Fake digital invitations from Evite, Punchbowl and Paperless Post spread phishing scams

Do not tap RSVP, open invitation, or download anything in the first 30 seconds of an unexpected digital invite. Treat the message as suspicious until you verify the sender through a separate text, call, or new message thread, because scammers are using familiar names like Evite, Punchbowl and Paperless Post to push phishing links and malware onto personal devices.

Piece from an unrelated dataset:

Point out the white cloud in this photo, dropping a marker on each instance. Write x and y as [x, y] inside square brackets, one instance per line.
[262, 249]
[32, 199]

Paperless Post said it has recently seen phishing emails pretending to be its invitations, and that the fakes are designed to trick people into handing over login information, especially for email accounts. The company said the messages often come from compromised accounts belonging to people the recipient may know, which makes the lure more effective and harder to spot. Paperless Post also said those phishing emails are sent entirely outside its platform, meaning the company cannot stop them from being sent once attackers move off its system.

Alexa Hirschfeld, a founder of Paperless Post, said the scam works because it hijacks social trust. She said that when it looks like you are getting an invitation from someone you know, "your first instinct is excitement, not skepticism." That split-second reaction is exactly what attackers are counting on, because a quick click on an RSVP button can lead to credential theft or malware.

Security researchers at Sublime Security said Evite and Punchbowl are currently the most frequently impersonated brands in invitation-based attacks. The group said the lures can be configured either for credential phishing or for malware distribution, and that some campaigns use fake Cloudflare checks and branded login pages to make the trap look legitimate. Sublime Security also said suspicious invitations may be sent to undisclosed recipient lists or BCCs, a detail that can expose the attack before a click.

The warnings have reached colleges as well. Mount Holyoke College’s library IT staff in South Hadley, Massachusetts, warned on February 6, 2026, of a recent rise in scammers using event-organizing websites like Paperless Post and Punchbowl to target colleges and universities. Punchbowl has told customers to report phishing attempts and has said legitimate invitations still outnumber fake ones, but that even one scam is too many. The pattern is clear: attackers are not just spoofing brands, they are weaponizing trust, and the safest response is to slow down, verify the sender out of band, and ignore any invite that asks for credentials, downloads or an immediate click.